An explanation of my last point

Posted by: Samuel Day Fassbinder ( Citizens for Mustard Greens, USA ) on July 29, 1999 at 13:01:02:

In Reply to: It was, but that hardly matters to Market Maoists... posted by Samuel Day Fassbinder on July 28, 1999 at 17:36:51:

: Rather than create healthy economies, say Andor and Summers, through mechanisms that were obviously then available in the post-Soviet economies of eastern Europe, the Market Maoists rushed forward with fire-sale privatization and created destitute ones, merely because such privatization was ideologically mandated.

SDF: The state-capitalist regimes of eastern Europe had a huge number of assets (factories etc.) that weren't performing competitively under the corporate-capitalist regimes of competition. To preserve these assets, to keep them performing for their governments insofar as they fulfill real human needs, should have been a priority. Instead, these assets were sold cheaply to private entities which closed them down, creating huge reservoirs of unemployed:

Even more so than in Western economies unemployment in the East is simply irrational. Trapped in immobility, the unemployed rapidly become unemployable and a danger to themselves and others.
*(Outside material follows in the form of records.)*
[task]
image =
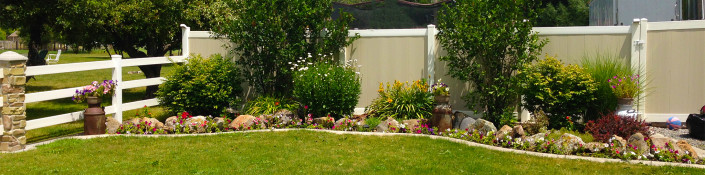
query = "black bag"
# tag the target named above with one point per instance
(696, 125)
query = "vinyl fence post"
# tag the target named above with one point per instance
(117, 76)
(14, 116)
(430, 56)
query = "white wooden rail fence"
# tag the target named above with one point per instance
(117, 63)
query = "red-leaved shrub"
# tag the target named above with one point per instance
(612, 124)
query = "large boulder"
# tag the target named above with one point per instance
(595, 147)
(197, 124)
(483, 126)
(696, 125)
(170, 123)
(569, 143)
(539, 137)
(660, 141)
(242, 122)
(465, 123)
(685, 148)
(385, 125)
(219, 122)
(518, 132)
(638, 144)
(503, 132)
(112, 125)
(284, 116)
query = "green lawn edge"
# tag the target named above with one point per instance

Freed from the pressure to privatize at any price, remaining state-owned enterprises should be given operational incentives which take into account the social costs and benefits of employment.
p. 184

Thus people, factories, and whole countries were discarded and left to rot simply because, under the ideological regimes (both state and private) of Market Maoism, they couldn't produce an immediate profit for their new owners. More profit-worthy, apparently, were the crime syndicates heartily endorsed by the Market Maoists of eastern Europe.